Understanding EMDR and How It Can Benefit You
Exactly what is EMDR? Is it acknowledged internationally by government healthcare agencies? Is it safe? What advantages (if any) does it have over alternative mental healthcare options? For that matter exactly what symptoms respond to EMDR – and to what extent… ?
While initial research in the 1990s focussed on Post Traumatic Stress Disorder (PTSD), replicated research programmes by US government agencies and other organisations extended the reach of EMDR into the following healthcare areas – likely to be experienced by ordinary members of the public from time to time over the years:
- Addictions
- Abuse
- Anger
- Conflict
- Depression (reactive)
- Exam nerves
- Disabling and less severe panic attacks
- Crippling and less severe anxiety
- Fear
- Flashbacks
- Grief
- Guilt
- Hatred
- Jealousy
- Loneliness
- Nightmares
- No confidence
- Obsessions
- Phobias
- Rejection
- Relationship Problems
- Resentments
- Self Consciousness
- Self-Hatred
- Self-Pity
- Severe Eating Disorders
- Sexual Dysfunction
- Shame
- Shyness
- Sleeplessness
- Stress
- Traumas
Just where does Self-EMDR fit in? As a mental healthcare consultant, Desmond researched and wrote the first book to adapt the breakthrough new therapy so it could be used as a specialist self-help technique, That was 2006. American Book Publishing was the publisher. The Foreword was written by Allan Botkin Psy.D, a research psychologist and Director of the Centre for Grief and Traumatic Loss in Libertyville, Illinois.
During the decade since, Desmond’s clinical practice has moved its eclectical base to one centred almost exclusively on EMDR. He has also taught EMDR and Self-EMDR to counsellors, clinical hypnotherapists, psychotherapists, complementary/alternative health practitioners, and a small number of GPs.

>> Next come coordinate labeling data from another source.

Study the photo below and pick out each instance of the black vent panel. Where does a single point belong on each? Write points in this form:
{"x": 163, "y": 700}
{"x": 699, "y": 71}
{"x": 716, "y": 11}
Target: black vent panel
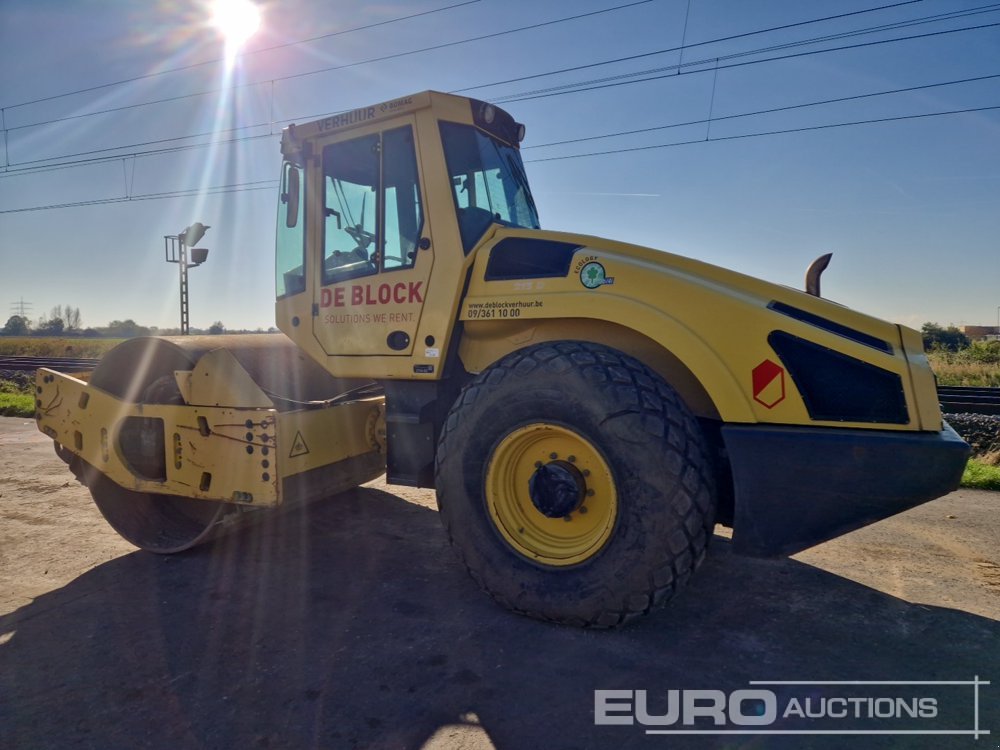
{"x": 838, "y": 388}
{"x": 523, "y": 258}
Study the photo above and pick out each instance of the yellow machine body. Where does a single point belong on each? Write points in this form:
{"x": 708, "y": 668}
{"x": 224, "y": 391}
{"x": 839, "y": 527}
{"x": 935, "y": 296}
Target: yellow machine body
{"x": 560, "y": 391}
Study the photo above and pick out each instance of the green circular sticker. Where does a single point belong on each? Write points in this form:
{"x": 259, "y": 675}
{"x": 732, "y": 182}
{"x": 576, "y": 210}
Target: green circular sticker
{"x": 592, "y": 275}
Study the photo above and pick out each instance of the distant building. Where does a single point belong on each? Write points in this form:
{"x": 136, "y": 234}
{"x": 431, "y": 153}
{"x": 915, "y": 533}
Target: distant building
{"x": 982, "y": 333}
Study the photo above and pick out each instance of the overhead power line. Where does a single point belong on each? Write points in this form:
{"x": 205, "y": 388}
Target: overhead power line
{"x": 248, "y": 53}
{"x": 240, "y": 187}
{"x": 686, "y": 46}
{"x": 271, "y": 185}
{"x": 26, "y": 166}
{"x": 679, "y": 69}
{"x": 784, "y": 131}
{"x": 769, "y": 111}
{"x": 343, "y": 66}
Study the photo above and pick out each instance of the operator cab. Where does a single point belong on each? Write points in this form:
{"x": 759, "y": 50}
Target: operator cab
{"x": 379, "y": 209}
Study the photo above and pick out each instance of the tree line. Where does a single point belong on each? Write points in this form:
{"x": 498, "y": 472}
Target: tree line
{"x": 66, "y": 321}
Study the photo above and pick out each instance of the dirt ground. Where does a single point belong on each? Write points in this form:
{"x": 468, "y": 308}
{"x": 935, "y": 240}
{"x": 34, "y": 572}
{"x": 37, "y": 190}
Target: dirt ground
{"x": 349, "y": 623}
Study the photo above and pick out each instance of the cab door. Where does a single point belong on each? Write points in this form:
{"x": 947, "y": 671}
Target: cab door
{"x": 375, "y": 259}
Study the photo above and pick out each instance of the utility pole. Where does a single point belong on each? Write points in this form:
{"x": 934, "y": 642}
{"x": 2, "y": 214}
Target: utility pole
{"x": 20, "y": 308}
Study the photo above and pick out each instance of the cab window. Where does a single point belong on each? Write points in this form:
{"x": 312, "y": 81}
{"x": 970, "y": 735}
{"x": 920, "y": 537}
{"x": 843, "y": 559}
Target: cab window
{"x": 290, "y": 245}
{"x": 373, "y": 216}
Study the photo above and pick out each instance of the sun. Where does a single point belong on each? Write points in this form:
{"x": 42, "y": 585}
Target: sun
{"x": 236, "y": 20}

He has worked as both a psychologist and counsellor for different government agencies, and also as a private consultant.
In 2015 Desmond and Michael (the webmaster) pulled everything together and wrote Self-EMDR: The Complete Therapeutic Approach, a practical technique to do-it-yourself EMDR with the accent on simplicity and safety.
For more information on help with emotional Traumas and painful emotions Click Here
It will be noted that the authors do not advocate the use of EMDR or Self-EMDR with mental illness as defined in DSM5. (The Diagnostic and Statistical Manual of Mental Disorders of the American Psychiatric Association) That is, with clinical depression, suicidality, psychosis, bipolar disorder, schizoaffective disorder, borderline personality disorder, etc. This is a province of psychiatric intervention where psychoactive medication can be incorporated.